We had a full weekend of reflecting on God's goodness as well as having lots of fun with family. I'll share Easter pictures later. I love how Isabelle's dress turned out, but I don't have pictures of the details and such just yet- it was so cold yesterday, and snow is predicted for much of this week, I wasn't about to head outside for "pretty pictures." Although...doesn't she look so beautiful in her Cinderella dress here? And so grown up! Waaaaaaaaaah. Pass the kleenex.
We had a Mommy-Daughter date to the movies last weekend. Can you guess what we saw? So much fun, and such a wonderful movie. She is so self-conscious recently (that's another post for another day) that I was really surprised when she said she wanted to wear her costume dress. I actually hesitated, but thank goodness I didn't object because she felt so special wearing it. I would have deeply regretted that.
Let's just pretend that plastic bag isn't over there...
This sweet boy of mine has been helping in the kitchen so much lately. It's a special time together.
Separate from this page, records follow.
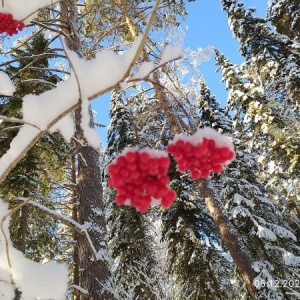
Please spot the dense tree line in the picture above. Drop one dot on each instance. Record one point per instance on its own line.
(234, 235)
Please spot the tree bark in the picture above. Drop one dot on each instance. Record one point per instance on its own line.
(230, 239)
(94, 274)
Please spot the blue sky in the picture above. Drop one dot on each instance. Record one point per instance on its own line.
(207, 26)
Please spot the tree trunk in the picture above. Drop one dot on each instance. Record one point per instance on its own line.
(94, 274)
(230, 239)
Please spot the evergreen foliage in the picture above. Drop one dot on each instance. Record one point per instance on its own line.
(129, 237)
(37, 174)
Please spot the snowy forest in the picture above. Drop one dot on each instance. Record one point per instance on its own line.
(188, 198)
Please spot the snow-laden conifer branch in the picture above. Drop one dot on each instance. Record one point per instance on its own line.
(16, 120)
(105, 62)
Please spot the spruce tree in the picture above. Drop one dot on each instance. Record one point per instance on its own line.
(265, 89)
(36, 174)
(129, 238)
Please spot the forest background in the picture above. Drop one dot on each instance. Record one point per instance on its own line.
(230, 235)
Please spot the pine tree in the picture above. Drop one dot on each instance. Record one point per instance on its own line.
(196, 254)
(129, 238)
(265, 89)
(36, 175)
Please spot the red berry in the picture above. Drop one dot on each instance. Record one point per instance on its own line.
(112, 169)
(205, 173)
(120, 199)
(217, 169)
(195, 174)
(168, 199)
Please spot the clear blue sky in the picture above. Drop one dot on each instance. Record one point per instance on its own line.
(207, 26)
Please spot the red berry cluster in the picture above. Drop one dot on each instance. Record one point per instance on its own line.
(140, 177)
(9, 25)
(202, 155)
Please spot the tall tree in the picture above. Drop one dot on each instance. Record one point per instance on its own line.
(265, 89)
(94, 271)
(36, 175)
(129, 237)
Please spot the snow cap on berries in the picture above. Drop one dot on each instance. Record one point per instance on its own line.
(140, 178)
(202, 153)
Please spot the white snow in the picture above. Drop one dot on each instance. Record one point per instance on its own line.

He has such a good heart, wanting to serve and help. Now if we could just get him to put things back where they go. ;)
I wish our cats had some personality. Ha Ha
On Good Friday afternoon we made these Resurrection Rolls with my parents, who had dropped by unexpectedly. I love how this one right here turned out, looking just like an open, emptied tomb. So neat!
I found myself getting irritable and upset quite often during Easter weekend, and honestly, I was mad at myself for it. I don't know about you, but I often feel that there are so many expectations- put on by myself, I'm sure- and then instead of focusing on the beauty of his resurrection, I'm wasting my energy on things that shouldn't really matter. But I'm human, and a Mom, and I want that perfect photo of my kids all dressed up, and I want the memories of a special day/weekend, and... This has been a big trap for me lately. My priorities are not what they should be, and I KNOW the answer is in spending time in God's Word and being quiet and intentional in my time with Him, but I can't make myself do it. Does that make me sound awful? That I can't make myself read the Bible or spend quiet time with God?
Well, it feels pretty awful. So now I have a choice, and I want to choose well, to choose the very best.
Lastly, I feel so out of control with my house. Literally. There are bags here, stuff over there, piles of this and that pretty much...everywhere! Ack! This is not the environment I want for myself or my family, not at all. I don't even know what or how it happened, but it's draining the life right out of me and I need to make a change. But not just yet...right now I've got to finish up this no-longer-hot tea, finish up (what I really mean is make, but that would make me feel even worse, so...) lunches, and go get my little loves ready for a brand new day. And we're going to pray for one another.
Have a great Monday today!
1 comment:
I have a needlepoint I did many, many, many years ago that says:
Cleaning and cooking can wait till tomorrow, for babies grow up we learn to our sorrow. So quiet down cobwebs, dust go to sleep. I'm rocking my baby and babies don't keep. One day your house will be clean, there will be no fingerprints, no toys, and no kids. Enjoy them now, the rest can wait.